In the second year, I spent 6 months learning electrical engineering. This covers wiring machines, learning the technical drawings and wiring junction boxes and the main cabinets. I also worked in mechanical fitting which involved learning about the assembly of the machines, going from a single part to a headstock or tailstock assembly. I've also covered mechanical design which is a lot of computer based work, designing single parts and then designing full assemblies. I've also spent time in the machine shop using millers, lathes and CNC millers, and then finally I went back into design on the electrical side learning about electrical schematics and electrical drawings. MTI got very busy then though and pulled me back out onto the shop floor wiring machines and cabinets.
So how did the College and MTI appraise you during this time?
All of the apprentices do one day a week at college where we do lots of theory-based assignments based on the topics we've covered that semester. SEMTA also come to MTI to appraise and review the work we have completed and we have regular appraisals with MTI Directors.
So what now for you?
I’m currently halfway through a 2-year HNC course in Mechanical Engineering which has been funded by MTI. This course is all assignment based and covers more theory work such as the theory of engineering, working out currents, voltages, and weights along with mechanical science, electrical science and analytical methods.
At the end of the course, I’ll be a Level 4 qualified Engineer and have the choice to either go intofull-timee work or to continue education and complete a HND.
What’s been the best bit about your apprenticeship at MTI?
We get to go abroad to do a lot of ‘on the job’ learning. I’ve been to Poland twice and Italy so far to install new machines. After new machines have been tested at MTI they are then stripped down and sent off for delivery, I will go and put them back together at the other end.
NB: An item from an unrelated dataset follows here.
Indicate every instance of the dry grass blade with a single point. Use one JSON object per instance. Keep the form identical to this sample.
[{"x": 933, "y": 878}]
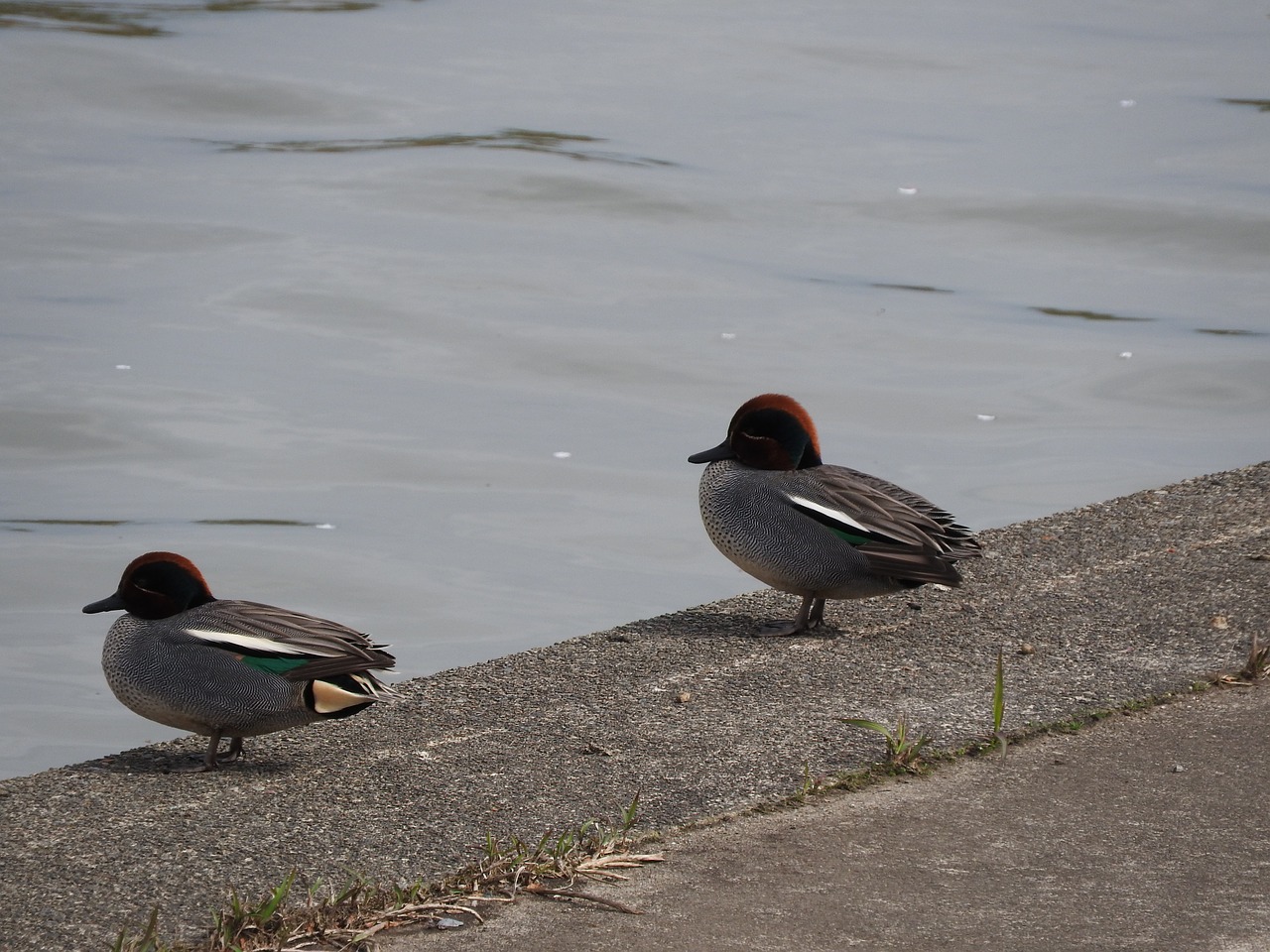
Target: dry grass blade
[{"x": 1255, "y": 669}]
What’s the biggest project you have worked on so far?
I’ve helped build a friction welder for KSS in Italy which took 10 days and a team off 4 to complete. I will also be going to Germany to help build a welder for Schmitz Cargobull which is one of the biggest we've ever built! This will be a 20-day project, working 13-hour days-it’s intense but enjoyable!
What do you think about your apprenticeship so far?
I’ve found it invaluable. I'm completely confident working on large machines now and have the knowledge to go out and work on my own. I particularly liked how we got to test out each department in the company as they are all so different.
I was never really academic and so engineering is a perfect career choice for my and I’m following in the footsteps of my Dad. I’m lucky I heard about MTI and they took me on as I don’t think engineering as a career choice is pushed in schools enough.
So what next Luke?
I will complete my HNC and hopefully bag a job with MTI in mechanical design. I loved working in the drawing office as although it's not based on the shop floor, I find that side of it really interesting. It’s very different to a stereotypical idea of what an engineer is but with the way technology is going, it will be so important to have these design skills.